Red flags for parents, teachers and coaches

If you notice any of the following signs in a child or teen – especially those who are overweight – take it seriously and ask for a hip X-ray:

  • Limping for more than a week
  • Complaints of pain in the knee, thigh, groin, or buttock
  • Walking with the foot turned outwards
  • Stiffness or loss of motion in the hip
  • Sudden inability to walk or stand after a minor stumble (may indicate an unstable SCFE)

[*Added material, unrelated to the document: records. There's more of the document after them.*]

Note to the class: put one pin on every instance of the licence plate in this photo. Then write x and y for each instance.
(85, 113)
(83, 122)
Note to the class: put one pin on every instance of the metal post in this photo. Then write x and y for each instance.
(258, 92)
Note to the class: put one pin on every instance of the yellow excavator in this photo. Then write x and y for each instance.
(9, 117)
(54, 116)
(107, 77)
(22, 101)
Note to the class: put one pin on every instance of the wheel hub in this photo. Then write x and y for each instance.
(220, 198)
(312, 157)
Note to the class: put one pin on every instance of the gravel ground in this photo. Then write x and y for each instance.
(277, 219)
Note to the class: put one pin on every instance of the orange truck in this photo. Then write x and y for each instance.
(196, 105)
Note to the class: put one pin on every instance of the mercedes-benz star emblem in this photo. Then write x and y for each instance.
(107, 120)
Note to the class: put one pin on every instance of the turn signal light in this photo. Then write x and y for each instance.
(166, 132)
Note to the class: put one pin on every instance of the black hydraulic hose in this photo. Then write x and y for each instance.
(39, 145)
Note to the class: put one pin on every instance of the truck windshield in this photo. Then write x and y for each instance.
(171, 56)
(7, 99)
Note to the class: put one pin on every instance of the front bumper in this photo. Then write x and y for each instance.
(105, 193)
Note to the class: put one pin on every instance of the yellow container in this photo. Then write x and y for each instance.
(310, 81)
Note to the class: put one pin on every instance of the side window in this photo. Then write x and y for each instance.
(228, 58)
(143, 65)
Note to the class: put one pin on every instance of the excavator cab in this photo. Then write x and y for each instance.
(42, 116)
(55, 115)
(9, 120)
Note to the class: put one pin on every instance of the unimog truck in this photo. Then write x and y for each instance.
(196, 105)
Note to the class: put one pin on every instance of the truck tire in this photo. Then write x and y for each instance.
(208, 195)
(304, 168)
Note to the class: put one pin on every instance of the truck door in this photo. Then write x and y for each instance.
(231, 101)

Radiology – diagnostic challenges

Dr Jaco Greyling, a radiologist from SCP Radiology, says SCFE diagnoses can be delayed due to several factors, including

  • Hip X-rays not ordered by the initial healthcare provider (eg, GP or physiotherapist)
  • Only a single anterior-posterior pelvis projection is performed, whereas a frog-leg lateral view must also be specifically requested by the referring physician. Radiologists should ensure the child returns for this view if it was not initially ordered
  • Findings in the pre-slip phase are subtle and may be missed, even by experienced radiologists

He says, ’the recommended imaging is an anterior-posterior pelvic view which shows malalignment and widening of the growth plate and a frog-leg lateral view, the most sensitive for detecting early or subtle slips.’

‘Key radiological signs,’ says Dr Greyling are:

  • Widening of the growth plate
  • Loss of height of the femoral head
  • Loss of alignment of the anatomical lines that intersect with the femoral head
  • ‘Melting ice cream sign’ slipping off the femoral neck at the growth plate (epiphysis).

Follow-up recommendations:

Dr Greyling suggests repeat imaging within two weeks if symptoms persist, and an early referral to a paediatric orthopaedic surgeon and an MRI for patients with risk factors and ongoing pain.

Who’s at risk?

  • Children aged 9-16 years
  • Boys are at greater risk than girls
  • BMI in the overweight/obese range
  • Family history of hip disorders
  • Endocrine disorders: Hypothyroidism, growth hormone treatment, kidney disease

Treatment

Early SCFE is usually treated with in-situ fixation using one or two screws. The goal is to stabilise the rounded end of a long bone to prevent further slippage.

In cases where both hips are at risk (especially in young or overweight patients), pinning of the opposite hip as well is sometimes recommended to prevent it from occurring.

Severe or late cases have a high risk of AVN, which is the death of bone tissue caused by a disruption in its blood supply, leading to pain, stiffness, and potential bone collapse or joint destruction over time and permanent disability.

The take-home message

SCFE is treatable and preventable if recognised early.

If a child has an unexplained limp, especially with thigh or knee pain, don’t assume it’s just a strain. Ask the doctor directly: “Could this be SCFE? Should we get hip X-rays done?”

One simple question. One X-ray. It could save a child’s hip.